Blockchain 1.0 came about with the launch of Bitcoin in 2009. It brings with it the potential technology to shift from the predominant use of centralized fiat currencies to decentralized digital currencies that are more transparent, efficient and secure. The aim is to process transactions and remove intermediaries such as central banks and their charges.

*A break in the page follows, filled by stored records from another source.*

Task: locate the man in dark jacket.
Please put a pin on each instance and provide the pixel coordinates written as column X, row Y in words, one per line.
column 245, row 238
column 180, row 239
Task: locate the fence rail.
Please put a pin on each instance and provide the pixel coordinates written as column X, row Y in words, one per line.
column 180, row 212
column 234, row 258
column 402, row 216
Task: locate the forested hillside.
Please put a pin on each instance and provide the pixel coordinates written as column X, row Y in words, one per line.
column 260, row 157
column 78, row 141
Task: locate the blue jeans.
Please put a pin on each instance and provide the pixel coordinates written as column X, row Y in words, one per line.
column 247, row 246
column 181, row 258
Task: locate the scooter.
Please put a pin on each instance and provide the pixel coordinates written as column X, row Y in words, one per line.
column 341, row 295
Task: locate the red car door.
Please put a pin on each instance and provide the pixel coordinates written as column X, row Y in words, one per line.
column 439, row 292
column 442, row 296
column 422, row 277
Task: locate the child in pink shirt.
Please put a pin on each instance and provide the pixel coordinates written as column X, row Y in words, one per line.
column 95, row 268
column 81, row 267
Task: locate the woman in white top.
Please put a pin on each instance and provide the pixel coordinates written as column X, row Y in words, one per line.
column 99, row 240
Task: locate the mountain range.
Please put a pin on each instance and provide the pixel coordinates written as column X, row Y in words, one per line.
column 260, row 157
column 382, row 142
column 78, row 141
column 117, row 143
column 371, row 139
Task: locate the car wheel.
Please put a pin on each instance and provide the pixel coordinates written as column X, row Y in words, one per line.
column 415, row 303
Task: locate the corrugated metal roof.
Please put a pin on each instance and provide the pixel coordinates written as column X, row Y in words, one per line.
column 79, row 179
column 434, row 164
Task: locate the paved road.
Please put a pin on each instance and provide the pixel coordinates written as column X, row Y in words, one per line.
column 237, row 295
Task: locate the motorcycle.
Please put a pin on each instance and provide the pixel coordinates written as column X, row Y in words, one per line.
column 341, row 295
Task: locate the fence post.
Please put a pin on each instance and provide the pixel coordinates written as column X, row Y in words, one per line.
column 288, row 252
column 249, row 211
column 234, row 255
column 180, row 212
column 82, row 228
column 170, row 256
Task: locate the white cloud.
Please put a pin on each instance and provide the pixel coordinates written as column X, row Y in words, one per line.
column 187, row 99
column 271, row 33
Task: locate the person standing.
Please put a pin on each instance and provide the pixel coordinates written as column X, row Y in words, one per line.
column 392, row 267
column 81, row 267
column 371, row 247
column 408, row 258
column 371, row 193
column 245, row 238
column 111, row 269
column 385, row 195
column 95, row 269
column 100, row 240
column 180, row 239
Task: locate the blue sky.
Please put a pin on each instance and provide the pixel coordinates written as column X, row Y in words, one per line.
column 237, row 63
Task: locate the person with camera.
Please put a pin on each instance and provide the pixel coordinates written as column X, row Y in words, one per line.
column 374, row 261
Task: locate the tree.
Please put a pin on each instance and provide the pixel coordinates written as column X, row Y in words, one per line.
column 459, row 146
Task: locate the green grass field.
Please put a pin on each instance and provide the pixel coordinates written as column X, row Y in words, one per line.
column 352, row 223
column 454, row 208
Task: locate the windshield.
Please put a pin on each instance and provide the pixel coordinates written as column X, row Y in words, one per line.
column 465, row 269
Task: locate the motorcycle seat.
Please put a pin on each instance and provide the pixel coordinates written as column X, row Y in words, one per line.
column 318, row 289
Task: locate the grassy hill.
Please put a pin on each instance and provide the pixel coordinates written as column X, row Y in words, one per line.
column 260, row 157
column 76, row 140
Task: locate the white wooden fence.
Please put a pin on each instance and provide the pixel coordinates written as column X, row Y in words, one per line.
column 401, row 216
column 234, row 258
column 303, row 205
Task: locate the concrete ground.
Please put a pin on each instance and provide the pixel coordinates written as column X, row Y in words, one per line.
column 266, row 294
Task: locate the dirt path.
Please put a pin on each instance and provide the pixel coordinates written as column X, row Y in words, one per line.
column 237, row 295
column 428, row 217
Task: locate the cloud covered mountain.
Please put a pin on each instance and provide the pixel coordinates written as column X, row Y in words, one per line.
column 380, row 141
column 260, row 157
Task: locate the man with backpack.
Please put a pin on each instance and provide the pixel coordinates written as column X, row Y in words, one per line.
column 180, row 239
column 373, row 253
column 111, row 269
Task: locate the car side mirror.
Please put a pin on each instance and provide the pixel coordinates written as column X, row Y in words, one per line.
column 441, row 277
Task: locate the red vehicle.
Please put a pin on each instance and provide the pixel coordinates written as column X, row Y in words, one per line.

Despite Blockchain 1.0's new proof-of-work (PoW) approach, issues with transaction processing also emerged. With the need to solve highly complex mathematical problems before blocks of transactions can be processed, mining cryptocurrencies like Bitcoin requires a huge amount of electricity in high-powered computers. This makes the process not only highly unsustainable, but also unscalable. For example, Bitcoin can process 3-7 transactions per second, while Visa's transaction speed is around 2.000 TPS.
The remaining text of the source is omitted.